I-40 and ABQ’s Ill-Fated Coronado Park

Note: With Mayor Keller announcing imminent closure of Coronado Park, here’s a repost of our June 2020 look at the Park’s history, in particular how the ~1960 placement of I-40 directly next to it changed the park and the surrounding neighborhoods. 

Carlos Moody was murdered Monday at Coronado Park by Jeremy Garcia (allegedly). Mr. Garcia is accused of purposely driving onto the Park grounds and running over Mr. Moody. He currently faces an open count of murder. That incident and a question from a colleague about the impact of highways built through communities of color has me going through historic aerial photos of Albuquerque this morning, specifically looks at changes over time of the area near Coronado Park.

Today, the Park between 2nd and 4th NW at I-40 is primarily known as a place of refuge for the unhoused, a situation evolved through myriad causes boiled down to the failure of our City, State, Nation to provide anything approaching an adequate social safety net. The area also suffers a disproportionate of walking deaths and injuries, particularly at the underpass of 2nd St. at I-40. In a town full of walking dangers, this intersection is nearly unmatched in its deadliness.

Coronado Park and environs weren’t always this way.

Today, the Wells Park Neighborhood Association illustrates its neighborhood boundary below, including Coronado Park just NW of Rio Bravo Brewing Company:

While the adjacent Near North Valley Neighborhood Association has these boundaries:

But while I-40 now serves as a boundary so severe one might call it a “Border Wall” in terms of walking and cycling access across it, there was once no such barrier. A mix of residential homes, industry, and parks such as Coronado seamlessly existed from downtown north and west to Albuquerque Indian School.

Then I-40 came.

The following three screengrabs from the City’s Historical Aerial Map Viewer layer between 1959, just prior to I-40 construction, transitionally between the 1959 photo and a 2018 view, and the same scene fully in 2018.

north wells park 1959
Coronado Park is the treed area at bottom right. I believe the oval at the top right is a track/field at Albuquerque Indian School
north wells park transition
This transitional layering shows the homes and other features replaced by I-40 and frontage roads
north wells park today
And here’s the “Border Wall” of today. BB wrote on I-25’s similar impact to neighborhoods south and east of Downtown in this post. 

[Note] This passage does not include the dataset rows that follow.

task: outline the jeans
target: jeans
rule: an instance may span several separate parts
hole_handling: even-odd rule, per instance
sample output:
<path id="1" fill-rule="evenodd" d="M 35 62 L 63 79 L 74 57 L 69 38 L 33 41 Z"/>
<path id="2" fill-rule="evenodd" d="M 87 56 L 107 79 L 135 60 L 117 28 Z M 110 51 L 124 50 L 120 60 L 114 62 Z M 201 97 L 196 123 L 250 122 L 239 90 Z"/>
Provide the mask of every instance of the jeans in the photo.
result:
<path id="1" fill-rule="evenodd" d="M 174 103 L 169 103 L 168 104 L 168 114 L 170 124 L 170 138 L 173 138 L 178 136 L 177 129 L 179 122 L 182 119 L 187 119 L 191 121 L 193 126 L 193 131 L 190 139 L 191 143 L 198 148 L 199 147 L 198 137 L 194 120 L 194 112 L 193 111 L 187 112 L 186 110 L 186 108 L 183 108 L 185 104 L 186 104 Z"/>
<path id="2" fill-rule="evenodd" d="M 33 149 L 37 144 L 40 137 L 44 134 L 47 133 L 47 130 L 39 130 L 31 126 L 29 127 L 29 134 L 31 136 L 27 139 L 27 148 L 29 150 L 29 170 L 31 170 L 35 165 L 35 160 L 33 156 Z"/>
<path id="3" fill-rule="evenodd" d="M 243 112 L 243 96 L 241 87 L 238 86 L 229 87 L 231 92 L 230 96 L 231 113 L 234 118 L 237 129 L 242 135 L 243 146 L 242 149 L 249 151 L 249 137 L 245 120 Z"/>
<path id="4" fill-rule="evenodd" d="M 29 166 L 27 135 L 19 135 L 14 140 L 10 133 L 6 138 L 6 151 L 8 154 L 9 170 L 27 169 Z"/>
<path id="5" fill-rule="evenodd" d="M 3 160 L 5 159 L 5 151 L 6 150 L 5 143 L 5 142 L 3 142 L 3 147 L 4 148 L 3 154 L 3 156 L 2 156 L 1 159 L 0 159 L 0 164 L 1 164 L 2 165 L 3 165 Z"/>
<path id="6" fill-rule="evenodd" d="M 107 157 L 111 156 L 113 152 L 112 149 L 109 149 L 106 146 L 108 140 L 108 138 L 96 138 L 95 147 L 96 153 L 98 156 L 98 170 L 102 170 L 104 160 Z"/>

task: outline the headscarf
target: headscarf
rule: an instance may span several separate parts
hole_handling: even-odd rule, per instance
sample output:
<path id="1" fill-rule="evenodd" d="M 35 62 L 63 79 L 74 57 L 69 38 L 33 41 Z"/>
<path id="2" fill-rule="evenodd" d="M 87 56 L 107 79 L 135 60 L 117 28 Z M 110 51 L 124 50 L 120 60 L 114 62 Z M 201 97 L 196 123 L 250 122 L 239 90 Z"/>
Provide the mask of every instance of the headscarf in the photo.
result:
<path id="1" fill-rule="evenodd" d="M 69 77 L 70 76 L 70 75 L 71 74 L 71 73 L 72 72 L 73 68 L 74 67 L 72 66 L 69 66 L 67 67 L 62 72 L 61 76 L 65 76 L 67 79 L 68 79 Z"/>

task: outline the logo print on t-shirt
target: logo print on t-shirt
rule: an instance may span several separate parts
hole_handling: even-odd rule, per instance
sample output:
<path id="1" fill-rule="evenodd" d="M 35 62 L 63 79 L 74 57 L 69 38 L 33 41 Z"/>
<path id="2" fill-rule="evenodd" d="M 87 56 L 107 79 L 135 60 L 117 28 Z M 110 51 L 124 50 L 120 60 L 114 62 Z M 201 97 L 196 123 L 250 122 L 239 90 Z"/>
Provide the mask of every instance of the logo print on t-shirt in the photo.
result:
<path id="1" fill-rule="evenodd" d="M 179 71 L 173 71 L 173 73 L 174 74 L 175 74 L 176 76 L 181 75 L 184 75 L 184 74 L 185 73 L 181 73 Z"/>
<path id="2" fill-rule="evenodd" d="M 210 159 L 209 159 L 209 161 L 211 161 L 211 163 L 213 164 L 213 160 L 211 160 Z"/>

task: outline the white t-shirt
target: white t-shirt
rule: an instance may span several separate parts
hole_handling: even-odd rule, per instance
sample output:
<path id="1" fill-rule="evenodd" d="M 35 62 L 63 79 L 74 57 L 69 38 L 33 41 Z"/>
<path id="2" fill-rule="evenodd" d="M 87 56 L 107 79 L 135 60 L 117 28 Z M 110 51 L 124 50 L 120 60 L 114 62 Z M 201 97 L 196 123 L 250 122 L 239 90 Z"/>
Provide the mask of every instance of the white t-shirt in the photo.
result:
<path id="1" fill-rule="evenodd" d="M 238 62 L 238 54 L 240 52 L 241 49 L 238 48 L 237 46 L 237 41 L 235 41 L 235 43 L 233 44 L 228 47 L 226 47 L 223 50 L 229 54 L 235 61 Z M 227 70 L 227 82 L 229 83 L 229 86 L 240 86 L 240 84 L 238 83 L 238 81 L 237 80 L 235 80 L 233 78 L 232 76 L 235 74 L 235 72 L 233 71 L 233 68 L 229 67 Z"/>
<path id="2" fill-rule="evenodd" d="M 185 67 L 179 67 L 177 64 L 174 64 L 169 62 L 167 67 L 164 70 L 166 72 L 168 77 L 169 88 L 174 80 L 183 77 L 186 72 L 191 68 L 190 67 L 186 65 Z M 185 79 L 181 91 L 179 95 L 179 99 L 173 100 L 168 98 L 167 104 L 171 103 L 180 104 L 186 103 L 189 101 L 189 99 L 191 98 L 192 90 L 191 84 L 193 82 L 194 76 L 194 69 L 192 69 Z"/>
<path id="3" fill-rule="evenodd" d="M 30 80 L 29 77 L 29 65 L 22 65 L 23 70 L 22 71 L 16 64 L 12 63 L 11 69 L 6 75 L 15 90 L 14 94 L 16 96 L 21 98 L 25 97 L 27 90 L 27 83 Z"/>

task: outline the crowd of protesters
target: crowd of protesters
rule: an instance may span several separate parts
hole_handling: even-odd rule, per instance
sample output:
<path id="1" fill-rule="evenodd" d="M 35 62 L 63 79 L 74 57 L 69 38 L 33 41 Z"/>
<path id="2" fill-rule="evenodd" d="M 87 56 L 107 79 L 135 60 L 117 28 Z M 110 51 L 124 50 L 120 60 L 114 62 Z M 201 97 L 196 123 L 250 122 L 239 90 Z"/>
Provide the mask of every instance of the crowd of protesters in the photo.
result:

Would not having bisected a thriving neighborhood including Coronado Park solved the societal issues of homelessness, behavioral health, etc.? No, of course not. But Coronado Park and its surrounding neighborhood, a long-standing neighborhood of color in a City where several neighborhoods communities of color were similarly bisected and damaged, would be much more vibrantly thriving today.

Depending on who you talk to today, either little thought was given at the time to inequities in choosing highway placement, or a great deal of very discriminatory and racist thought was put into such placement. The overwhelming evidence is that segregation and willful neighborhood disruption were very much at the pernicious heart of such planning.

As just about always happens with things historical, today we tend to just see I-25 and I-40 as having always been here. It’s just the way it is. Hopefully, moving forward as we truly begin work toward destroying centuries of systemic racism is this country, we’ll learn from our past and take actions needed to make sure “just the way it is” never happens again.